Lula comenta polêmica de Flávio Bolsonaro e faz acusação pesada ao vivo
Nesta quinta-feira (14), o presidente Luiz Inácio Lula da Silva voltou a comentar a repercussão envolvendo o senador Flávio Bolsonaro e o banqueiro Daniel Vorcaro após o vazamento de áudios que passaram a circular nas redes sociais e nos bastidores de Brasília. O assunto rapidamente ganhou força política e acabou virando tema entre jornalistas no Palácio do Planalto.
Durante conversa com repórteres, Lula evitou entrar em detalhes sobre o conteúdo das gravações, mas deixou claro que, na visão dele, a situação deve ser investigada pelas autoridades competentes. O petista classificou o episódio como um “caso de polícia” e afirmou que não cabe ao presidente fazer julgamento antecipado sobre o caso.
Nos áudios divulgados, Flávio aparece falando com Vorcaro sobre recursos financeiros ligados ao filme Dark Horse, produção audiovisual que conta a trajetória do ex-presidente Jair Bolsonaro.
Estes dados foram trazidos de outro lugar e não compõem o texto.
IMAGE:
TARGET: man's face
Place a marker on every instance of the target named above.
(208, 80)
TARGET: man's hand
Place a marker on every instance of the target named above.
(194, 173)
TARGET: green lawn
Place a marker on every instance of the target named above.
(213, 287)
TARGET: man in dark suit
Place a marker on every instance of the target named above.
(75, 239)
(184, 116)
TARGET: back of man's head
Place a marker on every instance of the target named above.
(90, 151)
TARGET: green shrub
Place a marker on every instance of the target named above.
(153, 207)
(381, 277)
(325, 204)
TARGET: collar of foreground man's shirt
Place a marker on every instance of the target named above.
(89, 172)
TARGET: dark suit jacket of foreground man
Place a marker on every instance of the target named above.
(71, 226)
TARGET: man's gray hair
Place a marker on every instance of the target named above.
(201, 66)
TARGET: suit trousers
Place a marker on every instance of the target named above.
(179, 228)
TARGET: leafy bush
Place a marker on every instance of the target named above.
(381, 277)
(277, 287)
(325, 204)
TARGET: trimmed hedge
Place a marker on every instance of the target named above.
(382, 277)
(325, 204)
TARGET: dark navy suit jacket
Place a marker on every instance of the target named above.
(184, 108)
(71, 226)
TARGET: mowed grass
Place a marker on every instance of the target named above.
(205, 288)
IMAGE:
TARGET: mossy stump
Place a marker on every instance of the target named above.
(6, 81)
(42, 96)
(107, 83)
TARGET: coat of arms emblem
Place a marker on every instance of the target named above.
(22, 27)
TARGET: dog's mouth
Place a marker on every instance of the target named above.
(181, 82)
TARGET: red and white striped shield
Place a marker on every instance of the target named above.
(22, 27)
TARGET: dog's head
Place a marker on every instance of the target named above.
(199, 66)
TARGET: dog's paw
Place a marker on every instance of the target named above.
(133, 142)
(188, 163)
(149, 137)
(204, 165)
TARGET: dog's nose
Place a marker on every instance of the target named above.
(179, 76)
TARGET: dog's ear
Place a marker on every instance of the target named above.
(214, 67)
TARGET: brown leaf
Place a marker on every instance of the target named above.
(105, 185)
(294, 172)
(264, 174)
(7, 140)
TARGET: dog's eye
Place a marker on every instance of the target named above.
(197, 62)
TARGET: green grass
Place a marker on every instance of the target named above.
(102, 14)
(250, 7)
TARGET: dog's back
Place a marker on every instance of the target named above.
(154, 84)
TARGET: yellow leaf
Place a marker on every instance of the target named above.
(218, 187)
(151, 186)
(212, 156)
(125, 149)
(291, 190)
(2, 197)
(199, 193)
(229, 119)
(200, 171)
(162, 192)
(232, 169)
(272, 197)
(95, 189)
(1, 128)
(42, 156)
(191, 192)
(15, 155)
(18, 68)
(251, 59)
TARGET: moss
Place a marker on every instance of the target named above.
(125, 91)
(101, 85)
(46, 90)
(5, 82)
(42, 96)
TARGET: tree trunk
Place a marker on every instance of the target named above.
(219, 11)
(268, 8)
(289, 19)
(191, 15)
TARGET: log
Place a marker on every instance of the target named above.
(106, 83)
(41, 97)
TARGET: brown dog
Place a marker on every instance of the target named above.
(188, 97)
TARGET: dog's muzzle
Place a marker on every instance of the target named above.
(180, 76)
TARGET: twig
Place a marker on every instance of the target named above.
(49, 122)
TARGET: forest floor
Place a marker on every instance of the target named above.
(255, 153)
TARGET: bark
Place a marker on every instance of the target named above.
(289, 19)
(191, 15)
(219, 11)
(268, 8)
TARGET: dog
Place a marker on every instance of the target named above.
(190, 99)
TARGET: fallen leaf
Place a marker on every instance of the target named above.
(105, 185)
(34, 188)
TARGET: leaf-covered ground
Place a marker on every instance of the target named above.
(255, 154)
Segundo as informações divulgadas, o senador teria pedido ajuda financeira ao banqueiro para quitar despesas relacionadas ao longa.
As conversas teriam acontecido em 16 de novembro de 2025, apenas um dia antes da primeira prisão de Daniel Vorcaro. O detalhe chamou atenção porque as negociações mencionadas nas gravações ocorreram pouco antes do empresário passar a ser alvo direto das investigações. Em Brasília, o clima ficou pesado depois da divulgação dos áudios e o tema acabou dominando parte do debate político desta semana.
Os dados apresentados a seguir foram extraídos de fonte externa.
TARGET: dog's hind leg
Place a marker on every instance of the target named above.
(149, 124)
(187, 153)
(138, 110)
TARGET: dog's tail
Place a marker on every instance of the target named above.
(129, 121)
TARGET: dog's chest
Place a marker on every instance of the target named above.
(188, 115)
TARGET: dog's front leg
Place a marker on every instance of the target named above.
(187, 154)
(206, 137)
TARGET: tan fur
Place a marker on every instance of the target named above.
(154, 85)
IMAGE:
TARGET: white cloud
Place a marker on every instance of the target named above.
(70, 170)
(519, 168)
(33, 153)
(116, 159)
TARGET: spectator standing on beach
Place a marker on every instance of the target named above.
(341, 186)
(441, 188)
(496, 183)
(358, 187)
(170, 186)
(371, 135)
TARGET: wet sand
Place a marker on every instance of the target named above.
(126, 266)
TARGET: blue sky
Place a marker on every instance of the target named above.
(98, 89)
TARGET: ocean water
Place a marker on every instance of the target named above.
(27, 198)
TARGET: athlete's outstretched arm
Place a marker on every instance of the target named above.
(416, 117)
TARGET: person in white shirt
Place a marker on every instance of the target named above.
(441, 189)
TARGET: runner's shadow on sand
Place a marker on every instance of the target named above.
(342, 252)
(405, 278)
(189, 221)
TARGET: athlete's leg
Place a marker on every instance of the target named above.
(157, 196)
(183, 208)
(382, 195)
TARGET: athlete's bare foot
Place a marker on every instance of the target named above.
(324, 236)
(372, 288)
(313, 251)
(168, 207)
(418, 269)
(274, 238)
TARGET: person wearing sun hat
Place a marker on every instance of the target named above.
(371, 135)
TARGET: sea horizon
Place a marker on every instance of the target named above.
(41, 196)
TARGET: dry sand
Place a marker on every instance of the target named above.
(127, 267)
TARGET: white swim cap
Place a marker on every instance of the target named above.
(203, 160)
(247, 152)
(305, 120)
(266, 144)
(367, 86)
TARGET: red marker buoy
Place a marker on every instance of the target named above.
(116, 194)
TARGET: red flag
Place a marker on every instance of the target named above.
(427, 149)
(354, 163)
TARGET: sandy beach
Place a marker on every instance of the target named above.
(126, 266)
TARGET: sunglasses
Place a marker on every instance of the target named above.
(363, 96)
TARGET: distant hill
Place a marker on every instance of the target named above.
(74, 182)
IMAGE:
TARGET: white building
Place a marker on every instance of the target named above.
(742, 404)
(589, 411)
Questionado sobre o assunto, Lula respondeu de maneira curta, mas firme. Segundo ele, o caso precisa ser tratado pelas autoridades policiais e não pelo governo federal. Em tom irônico, o presidente ainda perguntou aos jornalistas se havia algum delegado presente para responder sobre o andamento da situação.
“Isso aí é um caso de polícia, não é meu caso. Eu não sou delegado, não sou procurador-geral da República. Quem tem que investigar é a polícia”, declarou o presidente diante dos jornalistas.
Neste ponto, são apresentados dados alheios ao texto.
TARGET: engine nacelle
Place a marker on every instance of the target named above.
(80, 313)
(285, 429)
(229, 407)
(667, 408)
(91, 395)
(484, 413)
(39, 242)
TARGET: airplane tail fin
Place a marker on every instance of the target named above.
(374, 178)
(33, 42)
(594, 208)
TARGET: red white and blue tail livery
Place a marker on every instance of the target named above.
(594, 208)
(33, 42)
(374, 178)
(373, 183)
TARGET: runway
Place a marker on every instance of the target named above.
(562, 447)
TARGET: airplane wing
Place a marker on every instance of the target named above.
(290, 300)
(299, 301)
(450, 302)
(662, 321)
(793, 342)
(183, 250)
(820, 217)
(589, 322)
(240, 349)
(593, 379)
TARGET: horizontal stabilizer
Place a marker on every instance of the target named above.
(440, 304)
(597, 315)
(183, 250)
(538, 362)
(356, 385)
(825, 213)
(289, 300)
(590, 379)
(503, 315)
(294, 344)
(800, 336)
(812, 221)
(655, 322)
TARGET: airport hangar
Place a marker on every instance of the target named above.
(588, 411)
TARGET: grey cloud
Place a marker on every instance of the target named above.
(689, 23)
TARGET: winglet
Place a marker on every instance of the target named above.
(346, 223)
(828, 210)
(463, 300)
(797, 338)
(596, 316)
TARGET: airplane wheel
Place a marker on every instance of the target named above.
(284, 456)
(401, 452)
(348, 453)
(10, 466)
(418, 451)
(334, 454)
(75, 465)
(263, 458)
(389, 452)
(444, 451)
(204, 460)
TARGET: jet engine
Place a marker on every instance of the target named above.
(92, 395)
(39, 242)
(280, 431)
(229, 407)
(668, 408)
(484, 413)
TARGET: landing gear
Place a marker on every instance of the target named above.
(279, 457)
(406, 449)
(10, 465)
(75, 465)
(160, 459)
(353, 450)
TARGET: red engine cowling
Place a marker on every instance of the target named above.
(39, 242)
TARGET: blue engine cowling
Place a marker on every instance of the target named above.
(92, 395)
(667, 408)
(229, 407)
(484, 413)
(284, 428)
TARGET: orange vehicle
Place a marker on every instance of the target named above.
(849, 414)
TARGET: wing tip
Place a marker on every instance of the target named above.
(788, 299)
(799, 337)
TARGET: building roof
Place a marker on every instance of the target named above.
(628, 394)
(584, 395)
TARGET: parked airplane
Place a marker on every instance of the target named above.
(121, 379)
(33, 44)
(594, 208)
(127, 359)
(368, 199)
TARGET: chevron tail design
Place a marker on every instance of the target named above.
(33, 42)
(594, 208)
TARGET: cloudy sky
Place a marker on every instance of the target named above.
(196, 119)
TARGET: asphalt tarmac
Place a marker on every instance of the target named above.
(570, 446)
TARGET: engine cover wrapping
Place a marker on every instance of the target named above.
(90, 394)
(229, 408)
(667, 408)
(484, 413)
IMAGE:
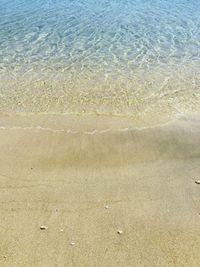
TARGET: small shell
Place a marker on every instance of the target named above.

Na sequência, Lula tentou mudar o foco da conversa e afirmou que sua preocupação está voltada para questões econômicas e sociais do país. O petista disse que prefere concentrar esforços em temas ligados ao emprego, à economia e à Petrobras, evitando entrar em polêmicas envolvendo adversários políticos.
Do outro lado, Flávio Bolsonaro resolveu se pronunciar oficialmente após a repercussão aumentar nas redes sociais e também entre parlamentares da oposição e da base governista. O senador negou qualquer irregularidade e afirmou que toda a negociação envolvendo o filme aconteceu dentro da legalidade.
Segundo Flávio, o contato com Daniel Vorcaro tinha como único objetivo conseguir patrocínio privado para finalizar a obra audiovisual sobre seu pai. Ele reforçou diversas vezes que não houve uso de dinheiro público e nem qualquer participação de recursos ligados à Lei Rouanet, assunto que virou munição política nos últimos anos.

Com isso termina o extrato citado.